Acoustic relationships between tympanate moths and the Hawaiian hoary bat (Lasiurus cinereus semotus)

Abstract

Certain moths possess tympanic organs (ears) that detect the echolocation signals of hunting, insectivorous bats. The auditory characteristics of these ears are matched to the acoustic features of the echolocation calls emitted by the moths' sympatric bat fauna. The two-celled ears of noctuoid moths from the Hawaiian island of Kauai, a site with only one species of bat (Lasiurus cinereus semotus), were electrophysiologically examined to determine their auditory threshold curves. 1. Kauaian moths possess peripherally functional ears with auditory thresholds broadly tuned to 15-55 kHz.

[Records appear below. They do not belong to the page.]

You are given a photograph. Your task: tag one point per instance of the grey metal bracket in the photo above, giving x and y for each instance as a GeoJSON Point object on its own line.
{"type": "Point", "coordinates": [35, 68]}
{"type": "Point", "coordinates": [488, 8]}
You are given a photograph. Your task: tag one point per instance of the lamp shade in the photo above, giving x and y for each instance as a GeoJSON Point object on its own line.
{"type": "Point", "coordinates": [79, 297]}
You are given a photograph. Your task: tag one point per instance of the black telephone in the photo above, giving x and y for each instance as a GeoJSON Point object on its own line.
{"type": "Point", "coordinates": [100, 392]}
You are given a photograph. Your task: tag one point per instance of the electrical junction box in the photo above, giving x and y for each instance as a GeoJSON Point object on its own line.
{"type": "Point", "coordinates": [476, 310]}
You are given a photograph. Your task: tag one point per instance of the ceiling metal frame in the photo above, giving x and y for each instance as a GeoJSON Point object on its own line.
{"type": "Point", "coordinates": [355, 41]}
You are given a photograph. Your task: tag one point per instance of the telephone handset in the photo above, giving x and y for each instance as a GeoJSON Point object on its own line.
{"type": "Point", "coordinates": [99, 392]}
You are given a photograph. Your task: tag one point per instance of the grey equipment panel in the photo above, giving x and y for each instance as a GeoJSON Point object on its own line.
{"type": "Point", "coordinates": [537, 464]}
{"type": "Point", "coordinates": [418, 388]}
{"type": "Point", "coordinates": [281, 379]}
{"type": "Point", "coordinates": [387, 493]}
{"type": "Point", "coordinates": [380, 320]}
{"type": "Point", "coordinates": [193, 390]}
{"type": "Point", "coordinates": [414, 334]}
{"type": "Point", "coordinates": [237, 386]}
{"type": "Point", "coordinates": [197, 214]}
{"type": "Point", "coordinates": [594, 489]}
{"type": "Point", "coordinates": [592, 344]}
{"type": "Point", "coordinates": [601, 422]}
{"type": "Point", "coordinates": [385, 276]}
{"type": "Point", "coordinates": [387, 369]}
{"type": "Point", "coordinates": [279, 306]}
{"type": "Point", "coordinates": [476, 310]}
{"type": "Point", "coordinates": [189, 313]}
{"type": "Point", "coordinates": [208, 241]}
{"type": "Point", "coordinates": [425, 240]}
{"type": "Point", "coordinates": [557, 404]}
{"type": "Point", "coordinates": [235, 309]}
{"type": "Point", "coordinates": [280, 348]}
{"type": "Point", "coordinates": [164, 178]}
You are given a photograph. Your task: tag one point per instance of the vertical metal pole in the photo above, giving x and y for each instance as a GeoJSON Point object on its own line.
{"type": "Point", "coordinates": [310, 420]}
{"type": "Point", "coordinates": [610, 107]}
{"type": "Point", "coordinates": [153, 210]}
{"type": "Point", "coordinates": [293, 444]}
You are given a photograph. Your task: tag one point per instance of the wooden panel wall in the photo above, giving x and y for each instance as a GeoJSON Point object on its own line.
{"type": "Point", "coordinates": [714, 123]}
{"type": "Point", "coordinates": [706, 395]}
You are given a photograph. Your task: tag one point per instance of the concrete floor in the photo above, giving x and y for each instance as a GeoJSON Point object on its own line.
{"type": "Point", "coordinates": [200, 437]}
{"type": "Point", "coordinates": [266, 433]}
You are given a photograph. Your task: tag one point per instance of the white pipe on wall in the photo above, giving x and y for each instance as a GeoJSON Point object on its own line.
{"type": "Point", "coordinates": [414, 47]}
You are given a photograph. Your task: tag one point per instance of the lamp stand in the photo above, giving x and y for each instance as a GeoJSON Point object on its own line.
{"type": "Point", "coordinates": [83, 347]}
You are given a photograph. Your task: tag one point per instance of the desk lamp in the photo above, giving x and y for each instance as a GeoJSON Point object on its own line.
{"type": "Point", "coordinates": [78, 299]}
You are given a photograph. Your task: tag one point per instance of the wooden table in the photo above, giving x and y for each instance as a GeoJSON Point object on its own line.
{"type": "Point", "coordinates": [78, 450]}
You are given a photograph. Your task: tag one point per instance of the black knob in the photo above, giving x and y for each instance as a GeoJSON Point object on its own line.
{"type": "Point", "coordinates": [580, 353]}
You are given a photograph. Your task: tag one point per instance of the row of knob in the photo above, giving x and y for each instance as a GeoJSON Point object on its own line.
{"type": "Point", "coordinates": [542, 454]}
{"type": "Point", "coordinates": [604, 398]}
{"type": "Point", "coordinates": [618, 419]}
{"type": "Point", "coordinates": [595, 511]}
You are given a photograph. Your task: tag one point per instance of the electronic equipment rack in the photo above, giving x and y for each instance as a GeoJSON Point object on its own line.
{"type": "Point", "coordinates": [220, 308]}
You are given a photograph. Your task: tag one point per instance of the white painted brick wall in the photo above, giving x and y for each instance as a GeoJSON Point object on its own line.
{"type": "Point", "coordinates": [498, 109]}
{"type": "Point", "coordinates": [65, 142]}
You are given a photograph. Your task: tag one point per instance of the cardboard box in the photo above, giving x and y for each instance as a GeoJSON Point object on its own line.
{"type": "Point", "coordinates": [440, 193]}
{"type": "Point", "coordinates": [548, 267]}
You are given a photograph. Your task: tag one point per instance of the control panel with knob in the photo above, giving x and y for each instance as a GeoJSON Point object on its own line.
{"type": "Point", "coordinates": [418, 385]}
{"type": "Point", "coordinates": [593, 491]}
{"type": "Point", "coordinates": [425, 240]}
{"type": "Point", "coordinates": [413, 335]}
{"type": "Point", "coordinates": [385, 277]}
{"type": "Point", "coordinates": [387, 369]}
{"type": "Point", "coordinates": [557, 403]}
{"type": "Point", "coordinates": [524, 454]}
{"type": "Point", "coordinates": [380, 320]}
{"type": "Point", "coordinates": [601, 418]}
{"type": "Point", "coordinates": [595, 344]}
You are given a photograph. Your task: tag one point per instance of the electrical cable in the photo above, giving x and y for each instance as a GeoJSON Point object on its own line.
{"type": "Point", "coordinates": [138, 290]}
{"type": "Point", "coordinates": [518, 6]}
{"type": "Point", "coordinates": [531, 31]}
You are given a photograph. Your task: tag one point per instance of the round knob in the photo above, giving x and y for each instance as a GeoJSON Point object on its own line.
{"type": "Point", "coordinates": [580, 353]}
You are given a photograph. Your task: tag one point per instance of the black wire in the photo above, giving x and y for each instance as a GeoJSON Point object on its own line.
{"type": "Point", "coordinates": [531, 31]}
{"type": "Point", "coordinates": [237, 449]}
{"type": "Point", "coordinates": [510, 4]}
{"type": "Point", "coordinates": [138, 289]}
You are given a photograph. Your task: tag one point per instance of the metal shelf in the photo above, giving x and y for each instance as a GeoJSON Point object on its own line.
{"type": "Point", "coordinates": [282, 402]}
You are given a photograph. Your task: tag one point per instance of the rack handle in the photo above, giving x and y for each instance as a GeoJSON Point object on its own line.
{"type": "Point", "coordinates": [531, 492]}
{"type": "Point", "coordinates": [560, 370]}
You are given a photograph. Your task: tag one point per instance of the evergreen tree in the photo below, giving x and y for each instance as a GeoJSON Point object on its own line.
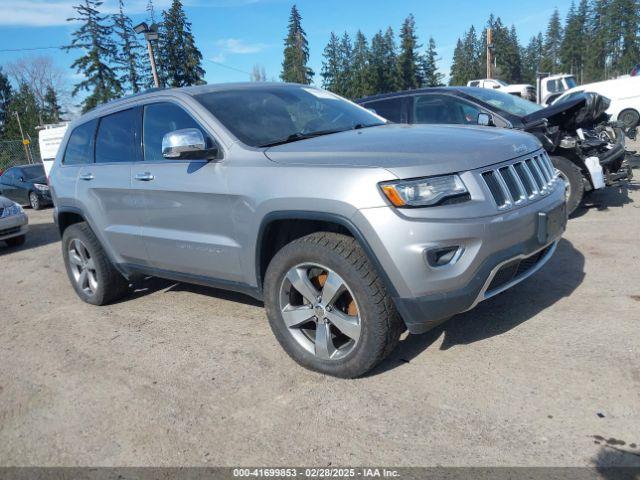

Audiograms are intraspecifically stereotyped at these frequencies and thereafter exhibit considerable variability. Threshold variability at both high (>55 kHz) and low (<10 kHz) frequencies may reflect the absence of acoustic selection pressure at these frequencies. 2. Compared to the audiograms of noctuoid moths from a Nearctic site of low bat diversity (Ontario, Canada), Kauaian moths reveal similar sensitivities in the high frequency range (>85 kHz) but are significantly more sensitive to low frequencies (<20 kHz). The similarity in high frequency sensitivity in moths from these two sites is likely due to the common absence of bats echolocating at these frequencies. 3. Compared to noctuoids from a subtropical site of high bat diversity (Zimbabwe, Africa), Kauaian moths reveal reduced sensitivity to most frequencies above 25 kHz, frequencies regularly emitted by the Zimbabwean bat fauna. Kauaian moths, however, possess greater sensitivity to low frequencies (<15 kHz). 4. The noctuid moth, Ascalapha odorata, tested in Kauai and compared to individuals from Panama, a tropical high bat diversity site, shows significant differences which resemble the species-assemblage comparisons (i.e. reduced high frequency sensitivity and increased low frequency sensitivity). 5. Free-flying moths exhibited a variety of evasive flight maneuvres to escape the predatory attacks of L. c. semotus. The auditory characteristics of Kauaian moths suggests that these insects detect both this bat's 9.8 kHz, social call and its 27.9 kHz, echolocation signal. This may represent a case of an insect prey exploiting the social behavior of a predator for its own survival. © 1984 Springer-Verlag.